For me to wonder freely with this thought i feel i need to share something relevant to it - Thoughout my life i have had the feeling that i have been labelled as a troublemaker on various occasions.  Its not something that i understand much because i'm simply not one of those people who go around trying to stir things up.  I believe myself to be a kind, sensitive and genuine person - yes i do believe in calling a spade a spade, but i also try to do it with compassion at least most of the time! 


To me a truth is a simple thing - of course there can be various viewpoints about something, but to me a truth is simply a true reflection of what is going on in your head at any given time.  We might not want to share everything that goes on in the privacy of our minds - i'm not talking about having no filter of our thoughts, but if we choose to share it is it not simple to just say what has gone through our minds? 


Yet it seems that rather than just filtering and smoothing off some of the rough edges of our thoughts, somehow it seems to be more acceptable to actually lie than to tell the truth these days.  Is it not easier to actually know what another person is thinking?

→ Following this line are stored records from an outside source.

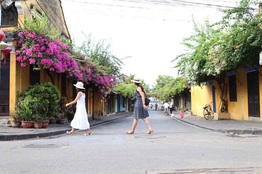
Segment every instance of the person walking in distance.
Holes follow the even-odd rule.
[[[156,111],[157,109],[157,104],[156,103],[156,104],[155,105],[155,110]]]
[[[84,88],[84,84],[81,82],[78,82],[76,84],[73,85],[75,87],[77,92],[77,97],[74,100],[66,105],[66,106],[67,107],[77,102],[77,111],[70,125],[72,127],[72,130],[69,132],[67,131],[66,133],[70,135],[73,135],[76,129],[87,129],[87,133],[85,134],[84,135],[92,135],[91,134],[92,132],[89,128],[90,126],[88,119],[86,110],[85,104],[85,89]]]
[[[146,92],[142,86],[140,85],[142,82],[140,79],[134,78],[131,81],[133,82],[133,85],[137,86],[137,89],[135,92],[136,100],[134,109],[134,121],[131,130],[126,131],[125,133],[128,134],[134,134],[138,119],[141,118],[144,120],[148,127],[148,131],[146,134],[150,134],[154,131],[146,118],[149,116],[147,107],[145,104],[145,95],[146,94]]]
[[[167,102],[165,101],[165,104],[164,104],[164,111],[165,111],[166,109],[167,111],[167,114],[169,114],[169,111],[168,110],[168,107],[169,106],[169,105],[168,104]]]
[[[172,109],[173,107],[173,103],[172,101],[170,101],[169,103],[169,107],[170,108],[170,115],[172,115]]]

To me it is a much easier way of living than trying to figure out the fact they actually are thinking "oh that is so awful" when they say "yes thats lovely".  


When i think over the difficult times in my life, including this one, the common theme running through it is one of not understanding.  Yet i'm not a stupid person, i understand a great deal of things.  The confusion therefore has almost always related to the fact that i have been told one thing and yet experienced the opposite.  Its confusing for someone to say they love you yet their actions indicate they don't want to spend any time with you is it not? Its confusing for someone to say they are a friend when their actions show betrayal! For me most recently its confusing for an organisation to say they value people with experience of mental illness when they trample over you at the first signs of depression! 


Many times i have wondered how i could get something so wrong, yet the only thing i believe i have done is actually take someone at their word.  Do i miss some sort of social unwritten rule? We all know the one about answering the question "does my bum look big in this?" Surely i'm not the only one who actually would prefer if someone said "well its not the best really, why not wear that one instead?" 


Is it a cultural thing? I don't know! All in know is i was taught its a good thing to tell the truth, yet i seem to get into trouble for telling the truth, and not only that but the people doing the opposite of what they say just glide on through without a worry in the world! It really does make me think i am crazy at times - it turns my head inside out wondering how they don't get caught out in their dishonesty when to me its as clear as the nose on my face! Do people really not want to know the truth? Or is it only if its a truth they want to hear? Are we not big enough to be able to hear something that may be less than flattering? 


Personally i believe life would be so much easier if we didn't have to pretend we like the meal someone has made in fear of looking rude! Is it not more rude to leave most of the meal and the person wondering what was wrong with it than simply to say "I'm sorry i don't like jam on my beans!!" LOL! Is it not easier to actually have trust in what a person says rather than trying to read between the lines or figure out what they are actually thinking? and how much wondering and confusion would it save us all if we knew that the promises made by anyone were genuine! It doesn't take a rocket scientist to know it would certainly save a lot of headaches and heartaches.......so why is it that its not as simple as "doing what it says on the tin"!